I get into my car to drive away, then comes big guy. He asks me to reverse back into the parking. I do, and ask him what the hell he wants. He asks me to wait as he's called the police and would like for me to wait for them as well. I look at my watch and it's coming to 2 am. My friend whispers to me that this fat dude probably doesn't believe us. Hoooooooooo!!!! All calm and sensibility vacates my brain. I get out of the car, now screaming on top of my lungs about how my car is my business and I could not possibly have driven a car with a damaged lock to their premises just so I can later pretend that it was vandalized there. How much is a lock anyway? I could have lied and said there was a laptop taken or 50 million!! My bags had been taken (containing sentimental items by the way, shoes I'll probably never find again, a sweet sweet outfit for my child) and I didn't want those replaced. I just needed my f**king lock to be fixed! That is all. Plus now it had become a matter of principle. They had a guard. I was parked in their parking lot. I saw no sign anywhere saying parking was at my own risk. My dudu, my baby had been injured and this fat man was standing there thinking I'd lie about that! I wanted to spill blood!

Aaaaarrgggh
So before this small altercation could turn into full blown murder, I jumped back into my car and drove off but not before shouting that they'd best call me tomorrow or wake up to a proper place bashing PROMOTED post on facebook! (Sadly, Idle threats are my cup of tea). I drive to Kiwatule to drop my friend home so I can be on my way home. I play my Tracy Chapman CD cause my soul needed soothing and I needed my blood pressure to return to normal. 
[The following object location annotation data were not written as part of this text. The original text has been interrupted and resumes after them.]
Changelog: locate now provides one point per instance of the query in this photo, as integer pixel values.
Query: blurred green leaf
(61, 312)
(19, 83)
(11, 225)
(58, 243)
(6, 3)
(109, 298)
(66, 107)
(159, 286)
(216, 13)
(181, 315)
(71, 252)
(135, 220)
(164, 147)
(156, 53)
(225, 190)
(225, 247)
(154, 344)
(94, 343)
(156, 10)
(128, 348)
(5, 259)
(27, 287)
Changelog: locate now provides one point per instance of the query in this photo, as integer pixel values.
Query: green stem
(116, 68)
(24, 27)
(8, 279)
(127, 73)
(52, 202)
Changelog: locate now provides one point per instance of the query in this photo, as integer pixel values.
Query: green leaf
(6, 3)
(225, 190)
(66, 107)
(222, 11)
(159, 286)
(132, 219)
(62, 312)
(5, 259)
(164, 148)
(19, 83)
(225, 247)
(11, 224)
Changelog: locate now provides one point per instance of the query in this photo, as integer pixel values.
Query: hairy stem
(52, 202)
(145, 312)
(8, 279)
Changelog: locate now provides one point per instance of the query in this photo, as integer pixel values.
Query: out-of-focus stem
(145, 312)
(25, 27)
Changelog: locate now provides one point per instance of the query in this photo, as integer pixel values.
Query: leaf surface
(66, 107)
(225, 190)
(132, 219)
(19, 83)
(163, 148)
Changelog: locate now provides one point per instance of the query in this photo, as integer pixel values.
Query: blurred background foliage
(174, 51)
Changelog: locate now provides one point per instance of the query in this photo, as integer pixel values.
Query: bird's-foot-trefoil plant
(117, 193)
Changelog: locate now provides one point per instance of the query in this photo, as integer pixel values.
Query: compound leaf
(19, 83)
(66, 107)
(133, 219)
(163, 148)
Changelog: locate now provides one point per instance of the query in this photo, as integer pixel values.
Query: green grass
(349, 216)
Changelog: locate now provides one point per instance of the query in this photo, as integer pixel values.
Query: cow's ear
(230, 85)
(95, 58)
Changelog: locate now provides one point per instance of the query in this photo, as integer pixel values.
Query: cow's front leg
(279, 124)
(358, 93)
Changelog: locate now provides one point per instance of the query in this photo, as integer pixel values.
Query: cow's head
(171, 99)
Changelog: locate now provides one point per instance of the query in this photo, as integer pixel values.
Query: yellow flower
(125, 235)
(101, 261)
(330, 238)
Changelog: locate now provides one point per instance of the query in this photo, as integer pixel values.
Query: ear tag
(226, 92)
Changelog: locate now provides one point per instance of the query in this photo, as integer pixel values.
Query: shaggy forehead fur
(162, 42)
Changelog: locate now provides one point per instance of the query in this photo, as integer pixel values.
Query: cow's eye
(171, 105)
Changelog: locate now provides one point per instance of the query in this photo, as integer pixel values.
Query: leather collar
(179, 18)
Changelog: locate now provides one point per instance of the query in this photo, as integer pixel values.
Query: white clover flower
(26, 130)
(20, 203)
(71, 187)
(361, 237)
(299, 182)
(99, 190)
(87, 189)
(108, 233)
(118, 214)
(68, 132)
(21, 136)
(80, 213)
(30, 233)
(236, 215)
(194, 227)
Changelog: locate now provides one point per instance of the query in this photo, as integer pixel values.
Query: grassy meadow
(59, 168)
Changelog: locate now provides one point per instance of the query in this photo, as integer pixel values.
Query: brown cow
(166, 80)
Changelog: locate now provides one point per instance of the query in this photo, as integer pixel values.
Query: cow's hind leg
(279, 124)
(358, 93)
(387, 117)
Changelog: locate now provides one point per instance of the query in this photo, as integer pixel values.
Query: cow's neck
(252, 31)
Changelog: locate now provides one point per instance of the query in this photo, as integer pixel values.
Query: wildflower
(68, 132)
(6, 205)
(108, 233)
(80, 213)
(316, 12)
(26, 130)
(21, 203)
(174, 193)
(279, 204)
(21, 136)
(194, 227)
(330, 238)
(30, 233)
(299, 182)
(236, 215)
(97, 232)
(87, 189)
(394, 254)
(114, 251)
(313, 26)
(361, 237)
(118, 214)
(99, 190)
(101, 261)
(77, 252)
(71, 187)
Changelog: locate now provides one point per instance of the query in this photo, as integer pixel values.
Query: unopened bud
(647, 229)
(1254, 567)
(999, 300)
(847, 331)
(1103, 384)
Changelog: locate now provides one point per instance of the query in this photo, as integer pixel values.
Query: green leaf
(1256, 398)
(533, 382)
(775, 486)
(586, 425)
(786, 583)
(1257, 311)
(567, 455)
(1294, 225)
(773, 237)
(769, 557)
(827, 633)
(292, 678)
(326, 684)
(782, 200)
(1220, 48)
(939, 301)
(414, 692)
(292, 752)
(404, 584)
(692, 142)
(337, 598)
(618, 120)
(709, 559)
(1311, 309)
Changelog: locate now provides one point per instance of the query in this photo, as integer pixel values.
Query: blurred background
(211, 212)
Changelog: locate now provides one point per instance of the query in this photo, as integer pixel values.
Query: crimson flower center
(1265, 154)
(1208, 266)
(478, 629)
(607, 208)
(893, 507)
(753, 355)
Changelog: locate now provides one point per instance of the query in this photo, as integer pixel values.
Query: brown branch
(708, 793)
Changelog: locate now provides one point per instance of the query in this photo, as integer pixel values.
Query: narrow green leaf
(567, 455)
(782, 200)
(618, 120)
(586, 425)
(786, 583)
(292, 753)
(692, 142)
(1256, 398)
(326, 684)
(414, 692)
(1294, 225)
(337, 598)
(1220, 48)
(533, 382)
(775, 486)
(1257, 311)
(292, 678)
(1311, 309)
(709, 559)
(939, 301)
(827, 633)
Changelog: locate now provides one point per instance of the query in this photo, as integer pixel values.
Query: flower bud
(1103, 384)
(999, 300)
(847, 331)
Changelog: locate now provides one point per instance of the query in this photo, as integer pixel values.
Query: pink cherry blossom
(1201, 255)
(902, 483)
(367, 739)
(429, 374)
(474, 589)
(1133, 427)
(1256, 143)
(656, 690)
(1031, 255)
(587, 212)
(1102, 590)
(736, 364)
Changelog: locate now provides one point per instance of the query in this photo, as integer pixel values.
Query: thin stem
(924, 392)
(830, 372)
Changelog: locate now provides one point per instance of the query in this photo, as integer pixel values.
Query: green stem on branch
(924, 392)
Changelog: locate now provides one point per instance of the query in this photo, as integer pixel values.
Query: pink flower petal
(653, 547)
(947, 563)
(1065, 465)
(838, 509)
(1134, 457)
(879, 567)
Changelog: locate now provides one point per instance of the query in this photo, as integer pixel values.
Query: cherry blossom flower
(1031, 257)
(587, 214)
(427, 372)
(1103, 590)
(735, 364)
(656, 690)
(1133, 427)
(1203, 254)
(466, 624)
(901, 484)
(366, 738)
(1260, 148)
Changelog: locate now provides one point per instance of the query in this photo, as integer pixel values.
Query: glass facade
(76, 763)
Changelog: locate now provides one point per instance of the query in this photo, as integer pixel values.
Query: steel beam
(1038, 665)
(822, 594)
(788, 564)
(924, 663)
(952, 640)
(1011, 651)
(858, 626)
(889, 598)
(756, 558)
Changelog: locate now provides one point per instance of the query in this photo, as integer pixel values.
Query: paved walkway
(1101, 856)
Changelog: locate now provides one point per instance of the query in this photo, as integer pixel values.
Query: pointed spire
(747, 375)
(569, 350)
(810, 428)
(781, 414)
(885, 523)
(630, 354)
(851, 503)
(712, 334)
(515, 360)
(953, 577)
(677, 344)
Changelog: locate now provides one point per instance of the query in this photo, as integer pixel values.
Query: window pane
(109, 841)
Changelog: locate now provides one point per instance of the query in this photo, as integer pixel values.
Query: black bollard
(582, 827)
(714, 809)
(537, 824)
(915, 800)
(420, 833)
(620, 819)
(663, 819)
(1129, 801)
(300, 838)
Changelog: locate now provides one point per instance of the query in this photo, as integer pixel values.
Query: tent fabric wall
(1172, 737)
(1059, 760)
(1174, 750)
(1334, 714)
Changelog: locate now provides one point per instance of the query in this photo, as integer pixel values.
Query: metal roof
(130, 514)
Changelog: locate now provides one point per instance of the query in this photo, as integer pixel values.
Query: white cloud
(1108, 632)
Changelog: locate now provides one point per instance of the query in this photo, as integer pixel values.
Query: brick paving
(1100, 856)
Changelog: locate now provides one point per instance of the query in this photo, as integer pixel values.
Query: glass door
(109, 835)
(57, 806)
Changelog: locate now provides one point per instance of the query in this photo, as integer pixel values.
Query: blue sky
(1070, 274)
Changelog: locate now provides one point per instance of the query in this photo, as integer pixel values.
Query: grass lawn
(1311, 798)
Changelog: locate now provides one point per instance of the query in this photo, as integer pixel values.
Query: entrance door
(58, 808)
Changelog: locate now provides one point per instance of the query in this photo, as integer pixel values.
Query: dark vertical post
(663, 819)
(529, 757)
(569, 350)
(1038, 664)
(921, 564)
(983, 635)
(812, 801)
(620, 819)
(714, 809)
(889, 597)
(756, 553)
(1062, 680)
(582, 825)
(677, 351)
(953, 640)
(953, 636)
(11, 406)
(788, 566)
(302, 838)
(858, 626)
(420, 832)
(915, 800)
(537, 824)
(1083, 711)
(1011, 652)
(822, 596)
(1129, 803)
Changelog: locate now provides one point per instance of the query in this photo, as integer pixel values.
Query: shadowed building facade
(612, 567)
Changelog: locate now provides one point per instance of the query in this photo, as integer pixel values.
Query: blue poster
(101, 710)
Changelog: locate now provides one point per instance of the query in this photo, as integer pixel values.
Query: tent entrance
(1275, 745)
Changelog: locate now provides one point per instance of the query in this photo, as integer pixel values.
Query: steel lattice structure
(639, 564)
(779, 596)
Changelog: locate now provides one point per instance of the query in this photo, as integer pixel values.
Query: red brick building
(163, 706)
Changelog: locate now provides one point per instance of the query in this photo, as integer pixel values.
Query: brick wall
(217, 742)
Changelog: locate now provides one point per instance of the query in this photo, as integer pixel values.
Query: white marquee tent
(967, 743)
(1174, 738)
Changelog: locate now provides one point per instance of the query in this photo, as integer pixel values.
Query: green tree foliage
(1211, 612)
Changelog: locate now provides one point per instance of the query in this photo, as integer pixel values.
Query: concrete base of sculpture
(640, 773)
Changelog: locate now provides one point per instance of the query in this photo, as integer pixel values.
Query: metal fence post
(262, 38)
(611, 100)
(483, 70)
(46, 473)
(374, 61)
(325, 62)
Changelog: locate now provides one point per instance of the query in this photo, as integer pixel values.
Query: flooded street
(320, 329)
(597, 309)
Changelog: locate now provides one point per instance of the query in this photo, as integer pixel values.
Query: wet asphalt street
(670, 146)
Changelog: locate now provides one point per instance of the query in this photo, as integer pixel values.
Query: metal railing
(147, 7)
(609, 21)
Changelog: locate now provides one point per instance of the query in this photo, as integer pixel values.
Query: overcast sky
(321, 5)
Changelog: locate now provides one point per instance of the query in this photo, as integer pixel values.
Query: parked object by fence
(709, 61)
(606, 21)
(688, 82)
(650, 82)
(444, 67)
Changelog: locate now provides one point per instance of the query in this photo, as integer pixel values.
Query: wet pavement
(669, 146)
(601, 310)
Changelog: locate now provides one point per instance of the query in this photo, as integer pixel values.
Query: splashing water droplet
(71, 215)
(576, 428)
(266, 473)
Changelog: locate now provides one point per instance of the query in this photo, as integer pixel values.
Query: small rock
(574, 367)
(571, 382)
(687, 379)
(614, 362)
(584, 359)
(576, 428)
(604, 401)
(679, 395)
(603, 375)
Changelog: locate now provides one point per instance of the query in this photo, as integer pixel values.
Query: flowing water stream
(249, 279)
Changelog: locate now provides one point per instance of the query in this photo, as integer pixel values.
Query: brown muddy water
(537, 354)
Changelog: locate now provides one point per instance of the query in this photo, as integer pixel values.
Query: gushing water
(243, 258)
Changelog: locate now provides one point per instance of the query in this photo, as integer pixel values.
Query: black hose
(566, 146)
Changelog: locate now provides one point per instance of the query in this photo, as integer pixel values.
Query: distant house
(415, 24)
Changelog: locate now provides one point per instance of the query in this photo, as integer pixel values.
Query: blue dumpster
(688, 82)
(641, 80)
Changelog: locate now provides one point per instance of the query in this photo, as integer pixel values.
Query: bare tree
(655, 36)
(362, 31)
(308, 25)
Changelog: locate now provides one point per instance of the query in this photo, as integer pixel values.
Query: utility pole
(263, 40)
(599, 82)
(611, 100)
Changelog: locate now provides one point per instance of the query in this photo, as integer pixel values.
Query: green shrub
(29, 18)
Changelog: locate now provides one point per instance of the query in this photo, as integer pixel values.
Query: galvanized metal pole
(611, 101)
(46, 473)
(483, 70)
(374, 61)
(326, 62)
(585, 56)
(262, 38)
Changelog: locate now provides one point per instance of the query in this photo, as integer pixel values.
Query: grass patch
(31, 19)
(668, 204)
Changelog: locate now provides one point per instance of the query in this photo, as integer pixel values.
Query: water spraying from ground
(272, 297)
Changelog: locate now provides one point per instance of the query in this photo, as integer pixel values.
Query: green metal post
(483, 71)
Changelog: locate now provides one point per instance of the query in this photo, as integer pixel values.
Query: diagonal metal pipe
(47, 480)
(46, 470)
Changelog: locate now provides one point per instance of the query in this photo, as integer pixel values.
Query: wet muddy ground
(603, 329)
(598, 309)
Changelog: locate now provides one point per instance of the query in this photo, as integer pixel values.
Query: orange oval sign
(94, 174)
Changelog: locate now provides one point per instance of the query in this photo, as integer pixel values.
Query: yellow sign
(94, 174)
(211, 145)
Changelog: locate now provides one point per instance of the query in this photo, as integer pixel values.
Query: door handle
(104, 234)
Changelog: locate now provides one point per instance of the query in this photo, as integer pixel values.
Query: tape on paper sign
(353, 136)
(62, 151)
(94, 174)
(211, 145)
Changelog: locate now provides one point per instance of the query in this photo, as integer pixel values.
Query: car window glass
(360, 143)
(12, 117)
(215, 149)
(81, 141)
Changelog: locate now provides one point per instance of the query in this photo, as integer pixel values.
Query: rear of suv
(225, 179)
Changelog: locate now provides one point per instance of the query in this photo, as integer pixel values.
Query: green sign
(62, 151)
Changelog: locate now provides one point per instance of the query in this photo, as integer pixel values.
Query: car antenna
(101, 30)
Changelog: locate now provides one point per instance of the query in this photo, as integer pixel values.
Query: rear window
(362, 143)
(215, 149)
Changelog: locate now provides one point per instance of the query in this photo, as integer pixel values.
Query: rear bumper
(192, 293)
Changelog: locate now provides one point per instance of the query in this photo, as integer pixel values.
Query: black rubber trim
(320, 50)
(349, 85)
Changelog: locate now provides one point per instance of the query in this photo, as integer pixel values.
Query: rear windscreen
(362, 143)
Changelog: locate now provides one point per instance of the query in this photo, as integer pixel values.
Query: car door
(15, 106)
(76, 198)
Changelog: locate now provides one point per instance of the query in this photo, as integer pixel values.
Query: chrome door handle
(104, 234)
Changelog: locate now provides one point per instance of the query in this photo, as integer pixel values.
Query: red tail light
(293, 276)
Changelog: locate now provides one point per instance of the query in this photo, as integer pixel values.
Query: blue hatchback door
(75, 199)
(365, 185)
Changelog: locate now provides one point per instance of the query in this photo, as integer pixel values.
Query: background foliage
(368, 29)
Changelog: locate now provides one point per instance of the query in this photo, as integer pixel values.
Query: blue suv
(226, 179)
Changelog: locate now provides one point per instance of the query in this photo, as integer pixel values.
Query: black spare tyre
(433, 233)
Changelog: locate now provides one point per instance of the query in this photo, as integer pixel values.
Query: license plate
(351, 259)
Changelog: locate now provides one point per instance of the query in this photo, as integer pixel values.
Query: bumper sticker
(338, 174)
Just as I thought the night could not possibly get any worse. I drive into a police road block. They were holding breathalyzer tests. I parked behind a Noah as the policeman walked up to  my car. He asks me to get out of the car and I oblige. I line up for the test. I am confident cause my last drink had been taken many hours before and all that shouting and venting surely should have worked the alcohol out of my system. Alas no! Immediately after blowing, I see 0%. The policeman presses some button and shows me a blood alcohol level of 0.06. (what's the illegal limit by the way?) Anyhow, now my mind's racing;can I bribe and get away with it? How much would they want as a bribe? F**ck,I remembered I had just 5,000/= left in my wallet! Who can I call to bail me out? My father is going to kill me!! My father is going to kill me! Oh my God, I am going to be in the papers! Oh my God, am going to jail!! I had a full on panic attack in that moment. So the policeman takes the details of the lady who was driving the Noah and starts talking about how he's going to have her car towed to the police station. I am livid. This is really happening! Jail!!

The Noah lady breaks down and starts crying.I see an acquaintance waved down by the police but he doesn't get out of his car, he just slips the policeman something and he's let go. No test. My brain takes that as its cue to start working. In that moment, I decide that I need to do something and do that something quickly. I assess the situation; About 6 police officers. 5000/= can't cover them. All of them on foot. All of them currently engaged with other drivers.No police motorbike. My car strategically parked next to the shortcut to my home. My details not submitted yet. Perfect! The police lady starts walking the Noah lady to her car. I walk beside them as if to support her, get to her car and quickly dash to mine, start it and hightail out of there like a bat out of hell. I was doing 80 K.P.H on a horrible murrum road and hit 100 when I hit the tarmac. My baby flew like she knew mama was in trouble! 

Now here I am in bed, blogging, wondering if am a fugitive, if the loss of my super cool, super pricey phone earlier this year and this incident are related and asking; Why me? Why me Lord?!